The L.A. Times provides a nice set of cherry picked data to justify the Affordable Care Act. The author is also fond of the word fatuous to describe Republican plans to repeal and replace Obamacare, so I feel compelled to maintain usage of the word my thoughts on the matter.Ignoring the long descent that healthcare has been on for decades now, and then claiming that slowing the growth rate of healthcare spend, while it still moves above the general rate of inflation and much of the decrease in observed to expected growth is related to the recession, is analogous to giving a kid a blindfold and a bat and told to hit the piñata in the tree in your backyard, meantime you have tied the piñata to a forest in the park two miles away. When the kid swings and misses, you take the blindfold off and tell him to try again, and declare success when he at least swings level at the air. The point being, even if Obamacare impacted these selective statistics, it is still miles from being where it needs to be.

To wit, there is many citations of costs decreasing, but the author conveniently ignores that those costs are going back up and projected to once again hit their stride of 6% a year, double the rate of inflation, for the foreseeable future. The recession was a temporary halt in healthcare spend, so it is really convenient to leave that fact out. Consider that in 1946 the average inflation adjusted hospital stay was $30 per day whereas today it is an astounding $2,200, a 70-fold increase. Trumpeting a modest decrease in this awful record is quite a bit like missing the forest for the trees.

Plus, while there is a lot of current debate about the tactics of repeal and replace given the slim Senate majority and how to use arcane Senate rules on budget reconciliation, Paul Ryan and others have come up with plans on replacing Obamacare, all under the banner of the Better Way moniker, which I detail in further detail elsewhere. Apparently this journalist is too lazy to look that up. But yes, I do hope that Republicans don’t take the risk of getting repeal without replace and do both at once. I honestly am not holding my breath given Republican ineptitude in the past.

It’s nice that the uninsured rate is going down, but of course a federal mandate to buy health insurance upon pain of hefty tax penalties is going to increase insurance rates. Would you praise a parent who upon their child spilling a drink or dropping food forced them to do 40 push-ups before eating again and then declaring to Facebook, “my child can do 40 pushups!”? No, I think not. At any rate, the real question is whether this metric on its own is the most important one and decoupled from the irrefutable evidence that healthcare costs and insurance premiums continue to skyrocket at a double-digit pace. Plus, recent research from economist Mark Warshawsky indicates that skyrocketing health insurance premiums have held down take home wages, as health insurance coverage has gone up for the lower and middle classes as a percentage of their total compensation from 4% to 12% in just a couple of decades – meaning they are not getting raises in take home pay because it is getting swallowed up in health insurance. Since inequality is a focus these days, look at the failures in our government run healthcare system as a main culprit.

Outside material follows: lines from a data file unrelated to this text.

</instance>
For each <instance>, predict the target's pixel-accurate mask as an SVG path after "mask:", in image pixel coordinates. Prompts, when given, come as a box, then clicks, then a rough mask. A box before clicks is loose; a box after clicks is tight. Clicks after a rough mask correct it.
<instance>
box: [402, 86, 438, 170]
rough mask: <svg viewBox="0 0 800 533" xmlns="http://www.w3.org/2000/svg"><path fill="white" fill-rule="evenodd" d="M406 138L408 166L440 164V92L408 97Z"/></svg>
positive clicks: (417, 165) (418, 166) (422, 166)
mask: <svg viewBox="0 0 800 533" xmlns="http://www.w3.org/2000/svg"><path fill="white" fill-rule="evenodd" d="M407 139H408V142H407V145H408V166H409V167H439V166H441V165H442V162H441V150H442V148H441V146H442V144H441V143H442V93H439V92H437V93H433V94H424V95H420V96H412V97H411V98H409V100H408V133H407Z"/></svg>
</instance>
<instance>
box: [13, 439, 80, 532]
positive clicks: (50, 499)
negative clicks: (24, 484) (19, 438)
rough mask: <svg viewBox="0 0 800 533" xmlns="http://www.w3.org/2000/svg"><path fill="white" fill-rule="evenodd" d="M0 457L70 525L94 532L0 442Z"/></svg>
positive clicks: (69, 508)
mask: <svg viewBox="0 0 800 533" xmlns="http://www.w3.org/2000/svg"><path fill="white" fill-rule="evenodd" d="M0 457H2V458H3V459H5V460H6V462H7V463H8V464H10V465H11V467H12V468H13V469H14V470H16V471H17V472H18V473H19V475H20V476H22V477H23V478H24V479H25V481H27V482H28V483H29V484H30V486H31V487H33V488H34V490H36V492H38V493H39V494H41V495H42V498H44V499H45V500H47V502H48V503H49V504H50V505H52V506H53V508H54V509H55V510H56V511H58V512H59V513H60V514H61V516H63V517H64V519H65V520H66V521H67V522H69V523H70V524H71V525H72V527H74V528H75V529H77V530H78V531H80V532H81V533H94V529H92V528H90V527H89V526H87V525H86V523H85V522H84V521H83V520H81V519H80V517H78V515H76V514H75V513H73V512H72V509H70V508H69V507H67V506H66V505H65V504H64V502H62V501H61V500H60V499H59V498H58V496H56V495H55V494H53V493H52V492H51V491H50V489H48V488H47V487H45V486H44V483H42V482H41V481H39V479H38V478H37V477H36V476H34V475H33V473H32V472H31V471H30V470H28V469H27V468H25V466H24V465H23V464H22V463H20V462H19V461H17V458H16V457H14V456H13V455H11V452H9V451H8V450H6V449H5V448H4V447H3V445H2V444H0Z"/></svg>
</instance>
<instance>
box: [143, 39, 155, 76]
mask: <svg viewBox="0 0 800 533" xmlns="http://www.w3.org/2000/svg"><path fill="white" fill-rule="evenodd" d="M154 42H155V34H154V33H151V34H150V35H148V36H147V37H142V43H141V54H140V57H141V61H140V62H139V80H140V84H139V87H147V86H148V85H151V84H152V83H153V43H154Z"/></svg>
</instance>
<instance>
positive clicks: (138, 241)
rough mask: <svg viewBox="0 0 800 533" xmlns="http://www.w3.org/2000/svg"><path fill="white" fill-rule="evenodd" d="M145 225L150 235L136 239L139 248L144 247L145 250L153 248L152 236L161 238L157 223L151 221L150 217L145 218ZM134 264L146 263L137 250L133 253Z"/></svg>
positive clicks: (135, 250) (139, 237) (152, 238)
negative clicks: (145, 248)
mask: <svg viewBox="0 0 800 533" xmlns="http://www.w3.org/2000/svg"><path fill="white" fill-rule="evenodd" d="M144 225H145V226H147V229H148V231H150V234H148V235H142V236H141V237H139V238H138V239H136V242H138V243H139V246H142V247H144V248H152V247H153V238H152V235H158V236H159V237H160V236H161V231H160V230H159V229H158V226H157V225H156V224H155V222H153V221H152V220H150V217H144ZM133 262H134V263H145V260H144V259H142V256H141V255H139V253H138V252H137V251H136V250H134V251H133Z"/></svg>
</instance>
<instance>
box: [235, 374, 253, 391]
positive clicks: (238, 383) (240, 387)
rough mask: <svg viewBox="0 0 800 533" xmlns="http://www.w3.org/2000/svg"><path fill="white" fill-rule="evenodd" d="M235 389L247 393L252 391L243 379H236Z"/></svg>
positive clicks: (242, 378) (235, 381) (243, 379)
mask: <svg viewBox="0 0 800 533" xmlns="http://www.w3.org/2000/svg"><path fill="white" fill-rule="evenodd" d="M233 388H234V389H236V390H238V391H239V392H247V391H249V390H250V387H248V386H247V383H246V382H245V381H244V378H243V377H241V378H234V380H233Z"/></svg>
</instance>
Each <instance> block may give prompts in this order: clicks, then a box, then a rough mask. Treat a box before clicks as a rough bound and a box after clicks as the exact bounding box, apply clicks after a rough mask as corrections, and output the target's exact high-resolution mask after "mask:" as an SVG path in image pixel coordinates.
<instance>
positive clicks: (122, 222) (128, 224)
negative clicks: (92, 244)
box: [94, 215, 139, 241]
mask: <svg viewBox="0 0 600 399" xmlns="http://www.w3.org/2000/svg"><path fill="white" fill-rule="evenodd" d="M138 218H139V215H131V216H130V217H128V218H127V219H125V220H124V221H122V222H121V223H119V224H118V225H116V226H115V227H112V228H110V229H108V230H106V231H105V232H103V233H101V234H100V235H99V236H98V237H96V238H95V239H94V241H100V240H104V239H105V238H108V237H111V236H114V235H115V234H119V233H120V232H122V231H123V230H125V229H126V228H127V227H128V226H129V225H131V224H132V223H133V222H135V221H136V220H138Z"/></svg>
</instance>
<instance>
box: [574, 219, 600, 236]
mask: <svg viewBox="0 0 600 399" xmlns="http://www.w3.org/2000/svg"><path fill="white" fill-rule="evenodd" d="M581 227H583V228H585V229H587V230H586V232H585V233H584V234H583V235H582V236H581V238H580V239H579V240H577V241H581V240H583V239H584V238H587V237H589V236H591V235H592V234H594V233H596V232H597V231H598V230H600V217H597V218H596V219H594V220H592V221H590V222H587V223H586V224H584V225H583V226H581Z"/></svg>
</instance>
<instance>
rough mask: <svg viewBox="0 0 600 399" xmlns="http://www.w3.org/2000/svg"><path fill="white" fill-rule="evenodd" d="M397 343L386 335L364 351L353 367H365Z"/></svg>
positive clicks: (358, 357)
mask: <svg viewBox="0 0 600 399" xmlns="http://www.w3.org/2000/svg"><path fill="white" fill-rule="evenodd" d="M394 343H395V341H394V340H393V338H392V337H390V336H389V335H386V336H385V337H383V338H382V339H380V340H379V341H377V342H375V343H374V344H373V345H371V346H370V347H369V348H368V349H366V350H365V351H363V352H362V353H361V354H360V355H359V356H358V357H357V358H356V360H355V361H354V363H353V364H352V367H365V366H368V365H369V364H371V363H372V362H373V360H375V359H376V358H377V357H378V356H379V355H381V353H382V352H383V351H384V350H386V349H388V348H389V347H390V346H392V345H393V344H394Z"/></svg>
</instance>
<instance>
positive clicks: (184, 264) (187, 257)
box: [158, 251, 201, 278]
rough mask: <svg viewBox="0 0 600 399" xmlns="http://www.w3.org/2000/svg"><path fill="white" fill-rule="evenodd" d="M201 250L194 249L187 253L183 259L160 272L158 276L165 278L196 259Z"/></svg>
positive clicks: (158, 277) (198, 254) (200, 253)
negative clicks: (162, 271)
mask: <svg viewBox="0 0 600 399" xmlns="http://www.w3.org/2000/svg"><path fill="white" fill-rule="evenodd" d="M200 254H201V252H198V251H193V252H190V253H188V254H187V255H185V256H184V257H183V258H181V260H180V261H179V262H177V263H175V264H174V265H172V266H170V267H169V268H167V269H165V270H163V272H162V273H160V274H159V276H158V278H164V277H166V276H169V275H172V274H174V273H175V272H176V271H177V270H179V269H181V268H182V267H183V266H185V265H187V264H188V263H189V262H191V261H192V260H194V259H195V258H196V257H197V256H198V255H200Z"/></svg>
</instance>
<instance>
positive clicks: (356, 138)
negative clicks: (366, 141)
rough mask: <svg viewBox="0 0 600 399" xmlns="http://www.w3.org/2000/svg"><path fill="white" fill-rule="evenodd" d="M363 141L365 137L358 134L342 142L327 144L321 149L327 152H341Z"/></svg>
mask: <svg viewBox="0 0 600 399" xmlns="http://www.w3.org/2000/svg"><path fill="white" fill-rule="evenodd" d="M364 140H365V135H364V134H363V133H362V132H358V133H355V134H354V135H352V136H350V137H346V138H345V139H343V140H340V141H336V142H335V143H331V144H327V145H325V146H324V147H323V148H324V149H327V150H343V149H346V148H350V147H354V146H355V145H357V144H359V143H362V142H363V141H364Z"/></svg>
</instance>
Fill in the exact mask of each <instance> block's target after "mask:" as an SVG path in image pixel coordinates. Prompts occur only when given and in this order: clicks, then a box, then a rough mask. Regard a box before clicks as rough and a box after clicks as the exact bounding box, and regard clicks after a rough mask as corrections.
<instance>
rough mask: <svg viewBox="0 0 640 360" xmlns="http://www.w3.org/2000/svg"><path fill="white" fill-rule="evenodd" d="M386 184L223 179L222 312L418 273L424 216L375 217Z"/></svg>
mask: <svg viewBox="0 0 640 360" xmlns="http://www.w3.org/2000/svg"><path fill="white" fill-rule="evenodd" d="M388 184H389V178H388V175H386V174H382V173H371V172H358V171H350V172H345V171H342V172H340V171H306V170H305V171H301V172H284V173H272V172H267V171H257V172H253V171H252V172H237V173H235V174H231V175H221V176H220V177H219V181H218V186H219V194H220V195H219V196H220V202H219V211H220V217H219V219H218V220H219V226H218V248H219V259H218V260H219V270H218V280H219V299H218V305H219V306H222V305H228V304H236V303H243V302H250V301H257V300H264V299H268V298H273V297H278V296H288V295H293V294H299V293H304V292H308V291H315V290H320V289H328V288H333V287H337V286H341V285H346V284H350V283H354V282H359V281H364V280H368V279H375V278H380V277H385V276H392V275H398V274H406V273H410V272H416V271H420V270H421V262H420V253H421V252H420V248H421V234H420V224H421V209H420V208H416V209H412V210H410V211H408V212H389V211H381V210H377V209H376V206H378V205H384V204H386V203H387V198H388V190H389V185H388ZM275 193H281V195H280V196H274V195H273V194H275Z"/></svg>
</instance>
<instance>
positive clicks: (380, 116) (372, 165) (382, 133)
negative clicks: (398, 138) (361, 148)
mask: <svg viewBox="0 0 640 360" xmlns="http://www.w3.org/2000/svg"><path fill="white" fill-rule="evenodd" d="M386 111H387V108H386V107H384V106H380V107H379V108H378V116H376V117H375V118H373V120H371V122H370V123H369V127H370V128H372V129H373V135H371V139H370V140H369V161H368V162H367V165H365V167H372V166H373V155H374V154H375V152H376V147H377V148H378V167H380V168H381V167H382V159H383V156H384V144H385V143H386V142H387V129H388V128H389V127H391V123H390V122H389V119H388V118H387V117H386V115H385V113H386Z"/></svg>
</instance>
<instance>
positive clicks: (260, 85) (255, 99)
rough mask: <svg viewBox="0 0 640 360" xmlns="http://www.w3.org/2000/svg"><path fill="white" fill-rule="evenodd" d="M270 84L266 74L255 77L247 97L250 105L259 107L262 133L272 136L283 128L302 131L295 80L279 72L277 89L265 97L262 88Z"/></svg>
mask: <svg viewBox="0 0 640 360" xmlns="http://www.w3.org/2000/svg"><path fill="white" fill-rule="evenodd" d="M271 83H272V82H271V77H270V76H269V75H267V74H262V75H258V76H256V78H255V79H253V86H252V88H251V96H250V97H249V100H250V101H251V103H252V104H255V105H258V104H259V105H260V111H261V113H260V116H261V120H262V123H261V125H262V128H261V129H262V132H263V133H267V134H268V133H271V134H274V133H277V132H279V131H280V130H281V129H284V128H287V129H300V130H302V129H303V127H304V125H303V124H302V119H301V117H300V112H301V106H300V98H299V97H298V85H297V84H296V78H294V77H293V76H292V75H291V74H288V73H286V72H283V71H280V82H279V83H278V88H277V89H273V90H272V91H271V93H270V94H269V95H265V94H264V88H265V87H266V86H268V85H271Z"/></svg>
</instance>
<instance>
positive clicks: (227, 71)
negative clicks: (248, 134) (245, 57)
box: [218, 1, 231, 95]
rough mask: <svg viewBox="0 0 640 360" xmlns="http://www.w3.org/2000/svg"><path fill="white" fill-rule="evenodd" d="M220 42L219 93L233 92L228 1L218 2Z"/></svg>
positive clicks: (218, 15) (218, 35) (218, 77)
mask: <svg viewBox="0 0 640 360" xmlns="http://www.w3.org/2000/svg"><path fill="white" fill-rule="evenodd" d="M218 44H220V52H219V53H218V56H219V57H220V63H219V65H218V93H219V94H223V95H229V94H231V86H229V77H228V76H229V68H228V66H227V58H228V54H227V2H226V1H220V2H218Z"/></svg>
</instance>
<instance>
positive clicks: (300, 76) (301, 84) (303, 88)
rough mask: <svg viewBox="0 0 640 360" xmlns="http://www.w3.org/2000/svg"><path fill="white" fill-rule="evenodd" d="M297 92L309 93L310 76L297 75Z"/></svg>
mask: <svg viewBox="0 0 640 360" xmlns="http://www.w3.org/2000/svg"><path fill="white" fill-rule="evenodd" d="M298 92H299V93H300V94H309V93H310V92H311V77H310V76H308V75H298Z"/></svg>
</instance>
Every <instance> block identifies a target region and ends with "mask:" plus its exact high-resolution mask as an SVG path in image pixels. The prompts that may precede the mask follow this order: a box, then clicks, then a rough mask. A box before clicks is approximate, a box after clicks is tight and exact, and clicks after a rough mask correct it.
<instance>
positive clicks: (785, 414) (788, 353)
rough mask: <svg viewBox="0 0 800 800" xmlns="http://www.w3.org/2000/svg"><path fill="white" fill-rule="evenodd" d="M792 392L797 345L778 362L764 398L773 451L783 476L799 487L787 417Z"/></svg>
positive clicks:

If we are concerned with people not seeing the doctor, providing a stipend for catastrophic insurance and flexible Health savings accounts would have done the same thing without the enormous bureaucratic bloat that has led to skyrocketing premiums. And uncompensated care is an important gap to close, but this is all a bunch of cost shifting. What used to be covered through disproportionate share payments at the county and state levels, where great board oversight could be applied with local knowledge, is now being soaked up by cross-subsidies through the federal tax code – out of sight, out of mind, no accountability, and requiring hospitals to create a new administrative burden to work through the ACA and all its complexity.